Si tratta di progetti che potrebbero ridisegnare l’Umbria dei prossimi decenni: il nostro modo di vivere, lavorare, muoverci e curarci. Un’opportunità unica che avrebbe dovuto liberare le migliori energie di questa regione come forza propulsiva per una nuova rinascita, a cui tutti avremmo potuto contribuire nel proporlo con forza e unità al governo. È vergognoso constatare come si stia tentando di decidere il futuro dell’Umbria nelle segrete stanze, all’oscuro dei rappresentanti politici eletti dai cittadini e senza alcuna condivisione con le parti produttive ed economiche, con gli ordini professionali, le rappresentanze sindacali, civiche e associative di questa regione. Tutto chiuso in un cassetto, inaccessibile persino ai rappresentanti eletti dai cittadini. Una situazione surreale, un dibattito che si è cercato di soffocare ed inibire sul nascere.

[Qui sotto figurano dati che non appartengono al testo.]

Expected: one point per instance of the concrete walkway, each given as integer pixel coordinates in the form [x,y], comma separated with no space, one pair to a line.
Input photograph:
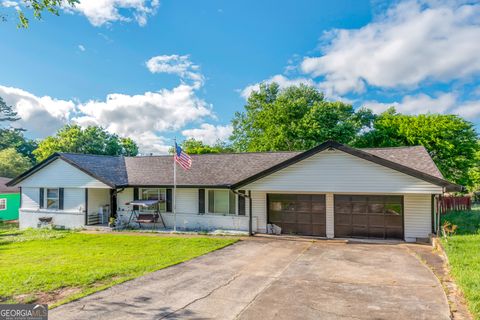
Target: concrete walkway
[277,279]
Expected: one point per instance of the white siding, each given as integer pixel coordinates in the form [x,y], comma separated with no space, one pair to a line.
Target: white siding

Ancor più assurda è l’indifferenza e la noncuranza con cui si contravviene ai regolamenti. La documentazione, stando a quanto scritto perentoriamente a pagina 30 del Documento di economia e finanza approvato il 9 dicembre scorso dalla giunta regionale, sarebbe già predisposta ma non ci è stata ancora fornita. Le normative vigenti parlano di 10 giorni come tempo massimo utile alla giunta e alle direzioni regionali per assolvere alla richiesta di accesso agli atti da parte dei consiglieri regionali ai quali non può essere opposta la natura riservata dei documenti. Così si prende in giro non solo noi del Movimento 5 Stelle, ma tutti i cittadini umbri.